In this series of notes we will review some basic concepts that are usually covered in an Intro to ML course. These are based on this course from Cornell.

In this final part, we will look at k-dimensional trees, decision trees, bagging, and boosting.

k-Dimensional trees

In the k-NN algorithm, at test time, we have to compute the distance between the test point and every other point in the training set. This can take a long time if $n$ is large. To avoid computing all these distances, we can use a clever data structure called a k-D tree.

The idea is that we partition the feature space into boxes. For each feature, we split the dataset in half based on the feature, and repeat this process for top $k$ features. Usually, features with the most variance are chosen for partitioning. Now, we only need to search within the box, if we can show that the nearest neighbor in the box is closer than the distance to the walls.

A limitation of this approach is that in high dimensions, all the points are far apart, and so it is likely that every point will be in its own box. Also, all the splits are axis-aligned.

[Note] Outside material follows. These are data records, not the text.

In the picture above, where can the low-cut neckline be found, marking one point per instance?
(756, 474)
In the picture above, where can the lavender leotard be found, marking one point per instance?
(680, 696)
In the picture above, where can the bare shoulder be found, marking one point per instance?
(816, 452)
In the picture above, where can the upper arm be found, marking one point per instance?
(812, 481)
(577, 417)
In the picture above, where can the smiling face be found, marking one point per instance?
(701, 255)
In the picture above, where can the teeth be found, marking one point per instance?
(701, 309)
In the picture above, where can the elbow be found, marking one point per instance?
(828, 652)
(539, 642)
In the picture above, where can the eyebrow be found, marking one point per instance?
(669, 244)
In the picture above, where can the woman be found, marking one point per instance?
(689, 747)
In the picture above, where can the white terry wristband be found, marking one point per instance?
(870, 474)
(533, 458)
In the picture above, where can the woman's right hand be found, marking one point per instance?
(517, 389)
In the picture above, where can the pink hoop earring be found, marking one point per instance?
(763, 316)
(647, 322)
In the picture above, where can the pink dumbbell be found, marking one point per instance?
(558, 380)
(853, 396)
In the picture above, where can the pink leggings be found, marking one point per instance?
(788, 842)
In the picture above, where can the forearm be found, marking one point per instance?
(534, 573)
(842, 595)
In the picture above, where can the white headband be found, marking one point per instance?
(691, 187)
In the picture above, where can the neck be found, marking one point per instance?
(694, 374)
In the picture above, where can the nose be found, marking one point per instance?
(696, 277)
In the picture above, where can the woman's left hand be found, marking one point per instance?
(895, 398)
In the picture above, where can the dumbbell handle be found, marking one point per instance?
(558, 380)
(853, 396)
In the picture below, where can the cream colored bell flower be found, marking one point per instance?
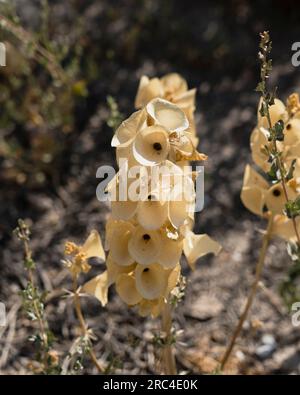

An improvement to the simple k-d tree is the Ball-tree, in which instead of boxes, we split based on hyperspheres.

Decision trees

Although k-d trees improve upon the time complexity of k-NN algorithm for classification, they still require storing a lot of information about the training data and what boxes they lie in. For classification, we don’t really need all this storage overhead. Decision trees help to build a non-linear classifier which does not need to store the training data.

This is done by recursively splitting the dataset (i.e., building a tree) based on thresholding some chosen feature. We stop the splitting when the set at the leaves are pure (i.e., contain all points with the same label). Once we have constructed the tree, we do not need to store the training points anymore. They are also super fast at test time and non-parametric since they only require feature comparisons.

Although it is NP-hard to find a decision tree with the minimum size, we can find good approximations using some impurity functions like Gini impurity.

CART

An important model related to decision trees are CART (Classification and Regression Trees). It can be used to perform regression task, i.e., $y\in \mathbb{R}$. For constructing the tree, we try to minimize a loss function which computes the average squared distance from the average label of a leaf. At test time, we return the leaf average as the prediction.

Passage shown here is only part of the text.